ABSTRACT

The analysis in Chapter 10 demonstrates that the ideals held up by both Hierarchical and Atomistic approaches to governance produce pathologies of bondage and isolation, and that each perspective attempts to remedy the pathology of its counterpart. A fear of systemic crisis leads to the tenuous decision to let the contradictions stand between liberalisms, or to anchor the dualism to more centrist positions that produce the pathology of calicification. Yet attempts to find a kind of Golden Mean repeatedly fail. In contemporary times, more common is the dialectical escalation of mutual critiques and calls for reform that push ideologies toward polarized dynamic ideals. In these extreme Holographic and Fragmented positions, the pathologies of absorption and alienation are quite likely to lead to existential crisis. As found in other schismogenic systems, these existential crises bring the tension between collectivist and individualist positions to a breaking point. As a result, there is a widespread and “deep existential resentment of late modernism” (Connolly 2011, 8). Because there is insufficient ontological similarity to enable fluid movement from one extreme end of the Governance Arc to the other, the only options provided by Holographic and Fragmented are either an existential leap of revolution or retrenchment back toward more static ontological terrain to form hybrid positions aligned with liberal reform movements.

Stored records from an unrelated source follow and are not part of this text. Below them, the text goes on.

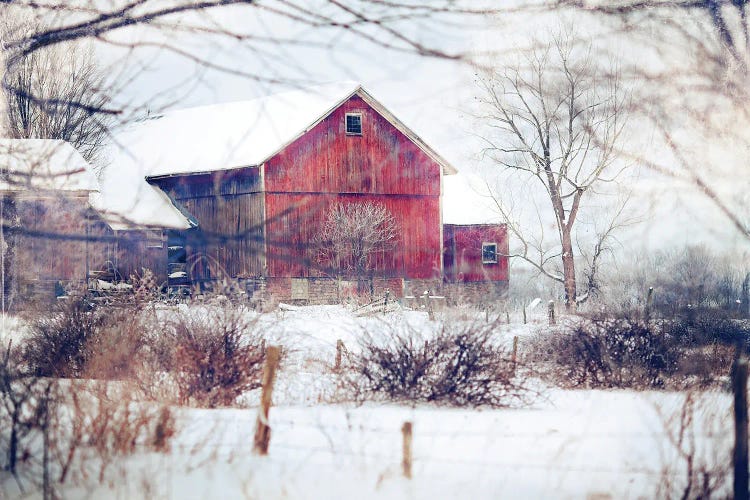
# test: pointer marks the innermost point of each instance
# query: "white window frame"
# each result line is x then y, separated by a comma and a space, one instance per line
346, 122
487, 244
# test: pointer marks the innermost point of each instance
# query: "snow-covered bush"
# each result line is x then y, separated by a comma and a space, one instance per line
620, 350
78, 339
57, 342
212, 355
461, 364
692, 276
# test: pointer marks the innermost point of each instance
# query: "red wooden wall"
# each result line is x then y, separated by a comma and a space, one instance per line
326, 166
463, 252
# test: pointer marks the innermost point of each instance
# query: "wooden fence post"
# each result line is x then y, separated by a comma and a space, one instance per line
262, 429
739, 384
339, 352
406, 431
551, 312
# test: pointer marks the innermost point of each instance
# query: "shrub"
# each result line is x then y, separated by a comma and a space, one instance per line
56, 345
620, 350
213, 357
609, 352
460, 365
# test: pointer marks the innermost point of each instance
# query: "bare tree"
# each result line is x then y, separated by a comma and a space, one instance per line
55, 93
351, 236
554, 119
696, 102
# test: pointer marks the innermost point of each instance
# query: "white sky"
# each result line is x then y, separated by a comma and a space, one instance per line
431, 96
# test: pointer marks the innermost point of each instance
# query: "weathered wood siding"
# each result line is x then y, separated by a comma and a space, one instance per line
229, 208
325, 166
463, 252
50, 238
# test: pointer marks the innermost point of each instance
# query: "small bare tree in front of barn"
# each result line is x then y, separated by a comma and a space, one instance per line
554, 119
351, 236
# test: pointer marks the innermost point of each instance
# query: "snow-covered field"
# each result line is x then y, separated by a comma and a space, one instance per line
568, 444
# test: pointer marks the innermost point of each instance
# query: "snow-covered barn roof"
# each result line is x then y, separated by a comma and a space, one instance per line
217, 137
467, 199
44, 165
241, 134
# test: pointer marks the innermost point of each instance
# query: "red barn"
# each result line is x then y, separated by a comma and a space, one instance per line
257, 179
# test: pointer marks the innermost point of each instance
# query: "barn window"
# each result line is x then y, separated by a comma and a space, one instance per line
154, 239
354, 124
489, 253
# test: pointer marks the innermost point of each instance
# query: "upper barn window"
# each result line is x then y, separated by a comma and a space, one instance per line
354, 124
489, 253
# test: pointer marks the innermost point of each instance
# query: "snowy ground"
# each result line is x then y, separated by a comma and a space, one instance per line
569, 444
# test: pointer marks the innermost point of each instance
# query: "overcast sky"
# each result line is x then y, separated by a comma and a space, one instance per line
431, 95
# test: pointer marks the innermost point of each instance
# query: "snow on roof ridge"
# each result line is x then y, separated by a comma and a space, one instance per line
308, 89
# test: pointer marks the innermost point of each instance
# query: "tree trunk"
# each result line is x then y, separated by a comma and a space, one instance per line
569, 272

This chapter explores these responses to existential crisis, noting that a leap from one extreme to the other simply lands the individual in the opposite pathology-from absorption to alienation or from alienation to absorption. To explain the dynamic of retrenchment from these positions, we replace the neoconservative, neoliberal, and communitarian reform movements with their respective hybrid approaches to governance in the Arc of Reification (see Figure 11.1)—the Reified State, the Reified Market, and the Reified Community.